The results of the multivariate analysis of variance of the statistical test showed that among all the variable dimensions of sleep habits, the effect of foot reflexology massage on the dimension of daytime sleepiness was higher than that of other dimensions. The findings of the present study showed that the foot reflexology massage is effective on the mean score of daytime sleepiness in children with autism; thus, after performing the foot reflexology massage, the mean score of daytime sleepiness in children with autism decreased by 2.60. This decrease in score was significant, but no significant change was observed in the control group. Surani et al. investigated “the effect of animated movies in combating child sleep health problems” in a study. The study was conducted on 264 children from 2 primary schools. The results showed that this intervention did not change the daytime sleepiness score (39), which is not consistent with the results of the present study. Perhaps the reason for this result was the increase in brain activity of children watching educational animation. In this regard, Rezaei study conducted on 60 children with leukemia showed that foot reflexology massage reduced daytime sleepiness (28). This result is consistent with the result of the present study. One of the reasons for this consistency is that the type of intervention and the way it is performed (foot reflexology massage) are the same in both studies.

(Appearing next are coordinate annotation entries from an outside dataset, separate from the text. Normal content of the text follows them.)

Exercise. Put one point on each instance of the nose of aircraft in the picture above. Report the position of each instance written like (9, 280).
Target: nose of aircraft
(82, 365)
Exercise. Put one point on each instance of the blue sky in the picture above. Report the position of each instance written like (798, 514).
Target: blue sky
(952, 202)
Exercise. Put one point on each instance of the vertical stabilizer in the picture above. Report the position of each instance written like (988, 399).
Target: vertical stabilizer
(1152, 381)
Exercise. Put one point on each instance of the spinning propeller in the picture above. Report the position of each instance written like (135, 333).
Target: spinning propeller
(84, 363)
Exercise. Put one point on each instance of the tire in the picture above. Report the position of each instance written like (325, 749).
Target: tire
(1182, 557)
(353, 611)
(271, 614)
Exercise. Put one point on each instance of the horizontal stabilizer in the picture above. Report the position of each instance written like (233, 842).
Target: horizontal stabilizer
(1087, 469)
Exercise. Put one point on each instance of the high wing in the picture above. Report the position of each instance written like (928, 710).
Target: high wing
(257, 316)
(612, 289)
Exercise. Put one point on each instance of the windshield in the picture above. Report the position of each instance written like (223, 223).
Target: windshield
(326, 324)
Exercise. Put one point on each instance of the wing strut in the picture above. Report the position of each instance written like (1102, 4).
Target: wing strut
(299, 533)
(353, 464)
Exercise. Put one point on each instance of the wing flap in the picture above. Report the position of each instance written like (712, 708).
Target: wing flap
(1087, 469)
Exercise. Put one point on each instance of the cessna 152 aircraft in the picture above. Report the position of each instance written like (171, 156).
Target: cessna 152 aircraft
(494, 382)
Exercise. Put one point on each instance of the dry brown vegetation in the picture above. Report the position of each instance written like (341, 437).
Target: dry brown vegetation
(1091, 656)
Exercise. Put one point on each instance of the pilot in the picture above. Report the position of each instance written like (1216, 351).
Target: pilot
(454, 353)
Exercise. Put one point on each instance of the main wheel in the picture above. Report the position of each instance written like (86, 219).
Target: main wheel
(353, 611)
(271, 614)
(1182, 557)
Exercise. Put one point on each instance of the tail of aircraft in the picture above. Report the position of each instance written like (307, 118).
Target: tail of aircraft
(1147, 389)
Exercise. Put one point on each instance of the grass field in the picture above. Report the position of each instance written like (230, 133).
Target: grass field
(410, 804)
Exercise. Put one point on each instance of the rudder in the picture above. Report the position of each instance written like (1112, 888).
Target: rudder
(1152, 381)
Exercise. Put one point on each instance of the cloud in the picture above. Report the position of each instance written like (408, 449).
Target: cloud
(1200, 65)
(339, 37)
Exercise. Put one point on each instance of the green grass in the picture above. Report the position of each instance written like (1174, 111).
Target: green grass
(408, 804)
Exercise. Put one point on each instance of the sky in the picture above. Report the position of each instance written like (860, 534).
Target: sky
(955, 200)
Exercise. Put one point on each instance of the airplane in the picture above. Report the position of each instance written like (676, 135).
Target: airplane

5.1. Implication for Clinical Practice
Nurses can indeed provide training on reflexology foot massage to children, as well as caregivers, parents, and other family caregivers. This training can be facilitated through various educational resources such as pamphlets, software, and educational handbooks.
5.2. Conclusions
The results of the present study showed that foot reflexology massage is effective in improving sleep habits and increasing the quality of sleep in children with autism. Therefore, the research hypothesis “foot reflexology massage is effective in reducing the score of sleep habits in children between the ages 6 - 12 years with autism” was supported. Therefore, due to the high importance of sleep quality in children with autism, it can be said that the use of foot reflexology massage is recommended as a non-pharmacological, safe, easy, low-cost, and cost-effective method in improving sleep disorders in these children. It should be mentioned that the individual differences of the children under study can affect their sleep quality. Thus, it can be a limitation in this study. It is also suggested that future studies investigate the effect of foot reflexology massage on improving sleep quality in children with other types of diseases.